# Goals of Care Conversation Education Program: Impact on Resident Documentation

**Authors:** Kelly Hsu, M Isabel Friedman, Jessica Cohen, Ann Eichorn, Mark Tursi, Christian Nouryan, Edith Burns

PMC · DOI: 10.1093/geroni/igaf122.2598 · 2025-12-31

## TL;DR

A new education program improved resident physicians' documentation of patient-centered care goals, though overall documentation rates remained low.

## Contribution

The study evaluates the real-world impact of a goals of care education program on resident behavior, using a large-scale observational design.

## Key findings

- GoCCEP-trained residents significantly increased GOC documentation compared to controls across all PGY levels.
- Family medicine residents had notably higher GOC documentation rates than internal medicine residents.
- Despite improvements, overall documentation rates remained low, suggesting the need for additional interventions.

## Abstract

Eliciting patient-centered goals of care (GOC) leads to tailored treatment plans, better outcomes, greater patient/family/provider satisfaction. Most educational approaches elicit immediate feedback on self-perceived change in knowledge and skills (Kirkpatrick level 1 and 2). Our health system implemented Goals of Care Conversation Education Program (GoCCEP) and wished to assess if GoCCEP impacted provider behavior (Kirkpatrick level 3). GoCCEP-trained resident physicians from 7 different residency programs (2 family med {FM}, 3 internal {IM}, 1 PMR, 1 surgery) compared to matched controls from same program/year of training who didn’t take the course. Total number of unique patients seen by each resident with at least 1 GOC note identified (numerator) over total number unique patients seen by that resident (denominator) 6 months pre-GoCCEP and 6 months post-GoCCEP. Inpatients included were aged ≥65 or LACE ≥12. Z scores for differences calculated with 2 proportions test.
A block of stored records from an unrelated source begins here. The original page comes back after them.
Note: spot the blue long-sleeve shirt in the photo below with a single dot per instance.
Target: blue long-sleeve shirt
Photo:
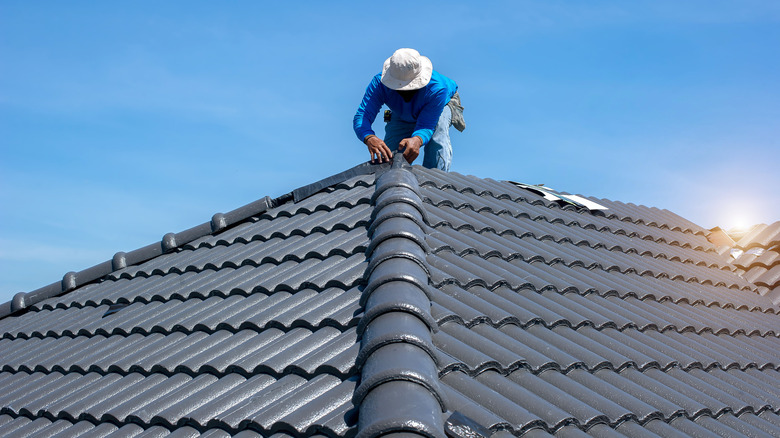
(424, 109)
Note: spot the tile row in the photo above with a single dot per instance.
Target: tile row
(305, 308)
(247, 352)
(256, 253)
(529, 249)
(471, 270)
(261, 403)
(609, 234)
(291, 276)
(500, 306)
(619, 211)
(485, 347)
(523, 401)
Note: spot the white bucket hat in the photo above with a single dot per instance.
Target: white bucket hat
(406, 70)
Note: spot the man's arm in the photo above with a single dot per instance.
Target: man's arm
(378, 149)
(429, 115)
(411, 148)
(364, 117)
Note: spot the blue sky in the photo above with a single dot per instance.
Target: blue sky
(122, 121)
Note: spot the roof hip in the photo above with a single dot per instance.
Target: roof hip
(399, 389)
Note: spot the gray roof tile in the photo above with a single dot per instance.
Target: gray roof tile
(383, 303)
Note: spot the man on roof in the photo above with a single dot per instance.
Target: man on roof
(423, 105)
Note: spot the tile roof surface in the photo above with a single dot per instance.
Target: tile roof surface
(758, 258)
(401, 301)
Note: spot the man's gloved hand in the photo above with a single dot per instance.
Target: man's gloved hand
(411, 148)
(378, 149)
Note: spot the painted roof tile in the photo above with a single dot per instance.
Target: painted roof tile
(383, 303)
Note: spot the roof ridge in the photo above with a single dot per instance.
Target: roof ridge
(172, 241)
(399, 389)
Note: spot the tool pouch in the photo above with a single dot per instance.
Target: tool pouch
(457, 112)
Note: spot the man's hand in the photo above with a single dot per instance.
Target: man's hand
(411, 148)
(378, 150)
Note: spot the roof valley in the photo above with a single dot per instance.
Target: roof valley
(399, 389)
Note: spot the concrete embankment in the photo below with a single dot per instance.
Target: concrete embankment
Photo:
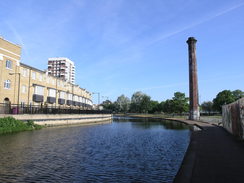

Total of 2,067 patients with GOC notes located for 76 GoCCEP and 301 Control residents (total 312,895 unique patients). GoCCEP-trained residents increased documentation pre-post 0.6% to 1.1% (p < 0.001). GoCCEP vs. control PGY-1: 1.3% vs. 0.6% (z=-10.17, p < 0.001); PGY-2: 1.1 vs. 0.7% (z=-2.96, p < 0.004); PGY 3: 0.9% vs. 0.6% (z=-3.78, p < 0.001); PGY-3 Chief/higher: 1.1 vs.0.23% (z=-8.1, p < 0.001). Trained FM residents had significantly higher documentation than IM residents, 3.23% vs. 0.45% (z = 13.00, p < 0.001). GoCCEP associated with increased GOC documentation though overall level of documentation low regardless of year of experience. Multiple factors likely underlie these observations suggesting need for multipronged education/interventions to increase patient-centered GOCC.